Questions arose, namely what causes this illness? What is the reason behind her behaviour?

There is also a baby mentioned, who is said to be the child of the narrator. Could this story be about post birth depression?

If the woman was not ill, then she would take care of her own child. The baby is mentioned  only once, she misses her child. Yet, by the end, the baby is forgotten, there is no more mention of him. Therefore, the woman has to be seriously ill. A mother would break down all walls to get to her child. Elsewise, why would they need Jennie in the house to help with everything?

Third, we are tricked to believe the story of the narrator, to trust her side of the story. However, we know that she is mentally ill. In her entries from time to time, as she is trying to regain control, tells us and admits that what she is doing is not right at all. Although, before the last entry, she loses control and forgets about normality forever. From this point on, or even from an earlier point, we can no longer be sure about what happens. The entries that she writes can tell lies or hallucinations. (Which is in my opinion what truly happens.)

The narrator is obsessed with the yellow wallpaper. She starts to see the world as illusion compared to the wallpaper. Its yellowness is what really matters. There is one or sometimes several women trapped behind those bars. Although, could those be her? Are they separate entities or are they the fragments of her broken mind?

Through the telling of the narrator we cannot say for sure, that her condition is caused or worsened by the acts of the husband. Maybe she was normal at first and was forced into this state. However, the unreliable narrator tries to present the story in this narrative. She is telling us, how she pleaded and asked John to move downstairs. About how she tried to tell her husband about her condition. Nevertheless, did these really happen? Would not a doctor know better? And if she had really told him, then he would have acted. In addition, it is possible that this was part of her treatment that they had to sleep and stay in that room. Keeping in mind that she was forbidden to be with her child, but could go out walking and do a lot of other things. In the end, we could say that her treatment was unsuccessful.

While describing the wallpaper and the smell of the house, I noticed that these could be the result of not only her illness, but the mould that infests these kind of old houses. Maybe she was not mentally ill in the first place? But she got these hallucinations because of the fungus, the mould in the air? This explanation is one possible way to view the ending. During history, from ancient Germans who used mushrooms in their shamanistic rituals to lighthouse keepers who started hallucinating because of musty bread, fungi and especially mould caused a lot of dreadful events.

Furthermore, the ending could be explained through the lens of deep madness. In her last entries, she describes creeping, and refers to herself creeping around instead of walking or doing anything else. This further emphasis the fact that she was lost at this point. She started to let free the imprisoned women of the yellow wallpaper, but this could mean, she let her inner personalities free.

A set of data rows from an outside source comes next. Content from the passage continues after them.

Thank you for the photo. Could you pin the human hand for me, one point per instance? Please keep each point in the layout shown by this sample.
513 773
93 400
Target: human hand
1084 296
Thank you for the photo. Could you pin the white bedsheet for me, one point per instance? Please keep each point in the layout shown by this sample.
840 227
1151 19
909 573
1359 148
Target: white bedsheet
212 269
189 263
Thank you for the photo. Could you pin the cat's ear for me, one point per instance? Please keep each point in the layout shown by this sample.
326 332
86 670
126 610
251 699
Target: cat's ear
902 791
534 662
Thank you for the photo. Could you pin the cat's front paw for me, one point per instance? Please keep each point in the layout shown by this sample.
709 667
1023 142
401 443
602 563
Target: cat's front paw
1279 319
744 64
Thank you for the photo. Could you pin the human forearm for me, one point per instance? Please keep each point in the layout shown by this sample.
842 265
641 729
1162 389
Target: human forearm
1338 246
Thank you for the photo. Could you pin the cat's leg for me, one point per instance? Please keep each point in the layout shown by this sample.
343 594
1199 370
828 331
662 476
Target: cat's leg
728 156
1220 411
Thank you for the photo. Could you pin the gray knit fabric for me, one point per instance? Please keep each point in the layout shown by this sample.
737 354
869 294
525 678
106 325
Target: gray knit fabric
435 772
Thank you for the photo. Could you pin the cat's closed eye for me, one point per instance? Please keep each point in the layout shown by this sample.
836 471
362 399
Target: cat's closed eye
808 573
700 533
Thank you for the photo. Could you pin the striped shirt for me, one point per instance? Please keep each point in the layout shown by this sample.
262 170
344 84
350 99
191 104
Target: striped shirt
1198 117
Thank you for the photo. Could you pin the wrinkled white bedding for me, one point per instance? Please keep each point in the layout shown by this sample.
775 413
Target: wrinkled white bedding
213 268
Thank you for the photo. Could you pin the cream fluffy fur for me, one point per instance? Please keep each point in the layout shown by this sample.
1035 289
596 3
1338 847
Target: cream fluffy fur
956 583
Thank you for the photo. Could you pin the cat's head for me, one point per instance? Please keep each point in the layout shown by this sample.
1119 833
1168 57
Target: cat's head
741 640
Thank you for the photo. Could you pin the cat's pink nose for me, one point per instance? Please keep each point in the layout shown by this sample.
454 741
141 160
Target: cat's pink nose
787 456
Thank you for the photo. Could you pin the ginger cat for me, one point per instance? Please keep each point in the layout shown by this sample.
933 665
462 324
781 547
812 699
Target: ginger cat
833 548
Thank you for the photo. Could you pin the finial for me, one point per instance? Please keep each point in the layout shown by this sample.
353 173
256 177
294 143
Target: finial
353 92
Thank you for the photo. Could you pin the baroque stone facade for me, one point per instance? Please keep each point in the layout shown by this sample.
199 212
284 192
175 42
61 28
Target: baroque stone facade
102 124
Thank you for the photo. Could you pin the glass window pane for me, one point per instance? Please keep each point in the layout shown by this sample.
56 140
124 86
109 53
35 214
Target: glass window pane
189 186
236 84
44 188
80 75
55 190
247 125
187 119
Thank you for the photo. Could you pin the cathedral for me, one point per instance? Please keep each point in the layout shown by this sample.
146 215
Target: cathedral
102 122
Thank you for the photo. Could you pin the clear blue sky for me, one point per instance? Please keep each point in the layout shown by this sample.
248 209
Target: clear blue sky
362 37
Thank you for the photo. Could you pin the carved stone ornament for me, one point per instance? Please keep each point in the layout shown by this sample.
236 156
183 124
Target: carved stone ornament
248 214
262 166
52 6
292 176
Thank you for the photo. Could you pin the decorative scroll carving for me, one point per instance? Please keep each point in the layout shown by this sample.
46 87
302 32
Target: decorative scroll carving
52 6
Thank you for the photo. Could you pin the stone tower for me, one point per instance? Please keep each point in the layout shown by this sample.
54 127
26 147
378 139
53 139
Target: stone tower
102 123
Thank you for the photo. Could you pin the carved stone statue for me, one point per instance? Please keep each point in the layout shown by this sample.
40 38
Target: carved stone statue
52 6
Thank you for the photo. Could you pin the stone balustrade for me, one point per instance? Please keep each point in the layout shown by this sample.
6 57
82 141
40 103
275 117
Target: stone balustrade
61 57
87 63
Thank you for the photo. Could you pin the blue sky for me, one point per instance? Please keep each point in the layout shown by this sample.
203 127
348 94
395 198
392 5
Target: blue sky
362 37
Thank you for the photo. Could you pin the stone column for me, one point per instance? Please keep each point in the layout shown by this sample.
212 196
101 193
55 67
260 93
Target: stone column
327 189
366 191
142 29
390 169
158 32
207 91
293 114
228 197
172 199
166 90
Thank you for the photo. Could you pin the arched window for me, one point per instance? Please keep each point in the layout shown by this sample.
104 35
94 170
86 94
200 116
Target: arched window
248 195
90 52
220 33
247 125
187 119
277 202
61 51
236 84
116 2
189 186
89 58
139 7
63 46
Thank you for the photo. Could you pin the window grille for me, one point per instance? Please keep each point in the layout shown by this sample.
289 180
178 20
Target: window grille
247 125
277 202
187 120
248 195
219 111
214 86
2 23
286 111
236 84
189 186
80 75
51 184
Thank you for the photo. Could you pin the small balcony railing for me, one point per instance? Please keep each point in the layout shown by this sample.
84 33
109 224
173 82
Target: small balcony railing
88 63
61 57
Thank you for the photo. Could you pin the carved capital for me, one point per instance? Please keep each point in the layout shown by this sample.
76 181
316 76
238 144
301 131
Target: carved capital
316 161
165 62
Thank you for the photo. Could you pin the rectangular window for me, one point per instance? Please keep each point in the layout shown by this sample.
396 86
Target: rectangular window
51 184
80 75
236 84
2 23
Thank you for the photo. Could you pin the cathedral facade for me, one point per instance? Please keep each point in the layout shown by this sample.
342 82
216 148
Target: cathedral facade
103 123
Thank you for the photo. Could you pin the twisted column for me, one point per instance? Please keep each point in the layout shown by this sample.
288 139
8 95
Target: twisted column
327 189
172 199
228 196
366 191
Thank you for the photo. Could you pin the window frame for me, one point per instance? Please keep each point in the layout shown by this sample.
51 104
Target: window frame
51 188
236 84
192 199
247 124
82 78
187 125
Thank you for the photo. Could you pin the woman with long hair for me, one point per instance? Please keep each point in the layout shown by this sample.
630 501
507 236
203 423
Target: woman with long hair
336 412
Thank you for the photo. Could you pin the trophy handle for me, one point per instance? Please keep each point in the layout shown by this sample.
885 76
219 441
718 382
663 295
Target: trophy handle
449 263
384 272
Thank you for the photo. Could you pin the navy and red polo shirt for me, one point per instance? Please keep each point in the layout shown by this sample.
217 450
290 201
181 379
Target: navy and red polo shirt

Also, as the husband enters, he faints. This could be the result of the narrator doing horrible things to herself. Maybe by tearing down the yellow wallpaper she meant that she started to skin herself alive. Alternatively, maybe she did other terrifying things to herself. At this point, it is possible that she was no longer able to tell apart where the yellow wallpaper started and her skin ended.

I wonder, after the last scene, when did she pen down the last entry?

In conclusion, the main point of this reading journal is that the narrator goes from reliable to unreliable as her condition worsens. This short story is about a mental illness of unnamed origin, which most likely ruined the life of this family.